Clara Sousa-Silva spent years learning how to find phosphine on different planets. In September, she was part of the research team that discovered phosphine in the Venus atmosphere. But her phosphine research inspired writer David Ibbett, who turned the celestial data into musical compositions.
Screeshots from Zoom’s conversation with Clara Sousa-Silva (left, showing a model of phosphine) and … [+]
Eva Amsen
“When I first started studying phosphine, it was notorious for being terrifying on Earth,” says Sousa-Silva. Phosphine was used as a fumigant or as a chemical warfare agent, but that was not why Sousa-Silva was interested in it. She turned her attention to phosphine on planets other than Earth. “Phosphine is very difficult to make,” she explained, “but on planets like Jupiter and Saturn you can reach the temperature and hydrogen pressure to make phosphine without fun.”
However, the detection of phosphine was not easy, so Sousa-Silva awarded her PhD in confirming the detection of phosphine spectrum fingers.

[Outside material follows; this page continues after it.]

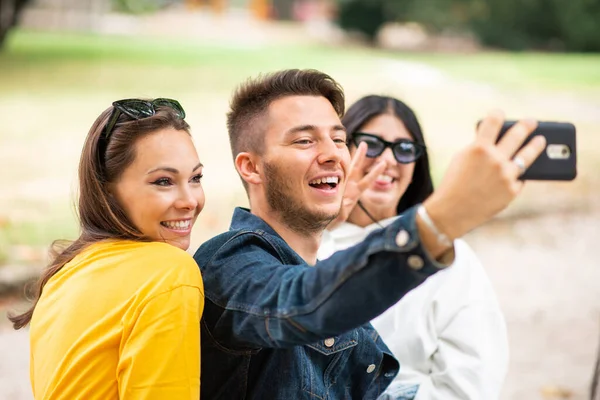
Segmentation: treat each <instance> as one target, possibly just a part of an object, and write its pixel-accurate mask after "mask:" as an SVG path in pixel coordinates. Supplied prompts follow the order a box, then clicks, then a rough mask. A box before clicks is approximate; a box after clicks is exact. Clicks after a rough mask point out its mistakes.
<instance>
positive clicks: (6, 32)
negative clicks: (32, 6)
mask: <svg viewBox="0 0 600 400" xmlns="http://www.w3.org/2000/svg"><path fill="white" fill-rule="evenodd" d="M30 2H31V1H30V0H0V48H1V47H2V44H3V43H4V39H6V35H7V34H8V32H9V31H10V30H11V29H12V28H13V27H14V26H16V25H17V23H18V22H19V17H20V16H21V12H22V11H23V8H25V6H26V5H27V4H28V3H30Z"/></svg>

Consider the 16.8 billion astronomical properties for phosphine – these were the patterns you would expect to see in your data if phosphine were around. “They are a representation of how the molecule vibrates,” she said.

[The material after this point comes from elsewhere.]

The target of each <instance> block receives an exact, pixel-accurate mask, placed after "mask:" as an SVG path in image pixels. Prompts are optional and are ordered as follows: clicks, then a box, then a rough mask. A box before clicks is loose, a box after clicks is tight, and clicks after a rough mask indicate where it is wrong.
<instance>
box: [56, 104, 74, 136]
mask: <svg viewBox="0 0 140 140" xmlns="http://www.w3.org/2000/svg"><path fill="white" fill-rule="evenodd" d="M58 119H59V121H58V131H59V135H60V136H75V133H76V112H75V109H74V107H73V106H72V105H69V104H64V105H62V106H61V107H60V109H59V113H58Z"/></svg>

But while phosphine can be created in a laboratory or in real conditions around Jupiter and Saturn, there is another way to create phosphine.
Early life on Earth was not based on oxygen, but was largely anaerobic organisms.
“This anaerobic life is still on Earth,” says Sousa-Silva. “It’s always in the shadows: at the bottom of lochs, in bogs, in bogs, and in the gut and in water of almost every animal – including ourselves.”
Crucially, wherever you find anaerobic life on Earth, you will find phosphine. In fact, Sousa-Silva research suggested that any a rocky planet containing phosphorus amounts that could only be measured through biological processes.
So when astronomer Jane Greaves discovered one of the celestial properties of phosphine in the Venus atmosphere, she turned to Sousa-Silva to find out what it might mean. They were looking for other reasons that could explain the presence of phosphine, but could not find anything, so last September that news broke. probably was a able sign of life on Venus.
Sousa-Silva is the first to admit that there is still a lot of uncertainty about the discovery. “I may have missed something,” she says. “It may be another molecule that looks like the signal, or it may not be true. ”The hunt is now underway to find one of the other 16.8 billion signature properties of phosphine.
Meanwhile, on Earth, writer David Ibbett was using phosphine spectrum data for a very different purpose.
“I’ve been interested in sonification for a while,” he says. Sonification is the process of converting data into sound. He became interested in the kind of work Sousa-Silva was doing and used her celestial names phosphine as building blocks for musical compositions.
“The first thing I did was take that data and come up with musical strings by taking the ratios between the spectral features and turning these into harmony. ”He appears on the piano. “This extended feature is in the longer wavelengths, which acts as a browser sound type.” Ibbett plays low chord on the piano. “And then there are three special peaks, which are shorter waves,” he said, playing three pounds higher. “First, I used that to create this piece of air called ‘Earth Has Been Many Planets’.” This piece represents the Earth’s atmosphere over time, as it moved from phosphine life to oxygen-based life control.
But this week, Ibbett’s newer composition based on Sousa-Silva’s phosphine work will appear at the Another space festival, where cellist Minjin Chung performs “Phosphine: Anaerobic Life”. This new piece is inspired by the concept of thriving life in a phosphine-rich environment.
Sousa-Silva has already heard a preview of the work, and was struck by the extent to which it recalled some of the molecular properties of phosphine. She explains that if you look closely at a molecular spectral pattern like phosphine, you can see a substructure within the bands, called a rovibrational structure. These patterns are caused by the movements of the phosphine atoms within the molecule.
“And although I hadn’t explained this to David, I felt in the music because those awful sounds are within the common tones that feel very similar to the rovibrational substructures. ”
Ibbett’s writings offer a new interpretation of scientific data that a work like Sousa-Silva may feel a little more like an outsider. But even Sousa-Silva looked at her research in a new way after hearing the pieces of music. She usually works alone and her work can be very abstract. However, she said, “I didn’t realize how good it is when you have other ways to experience your work. “
The Another space festival, including a talk by Sousa-Silva and Minjin Chung’s presentation of “Phosphine: Anaerobic Life” on Saturday 20 March.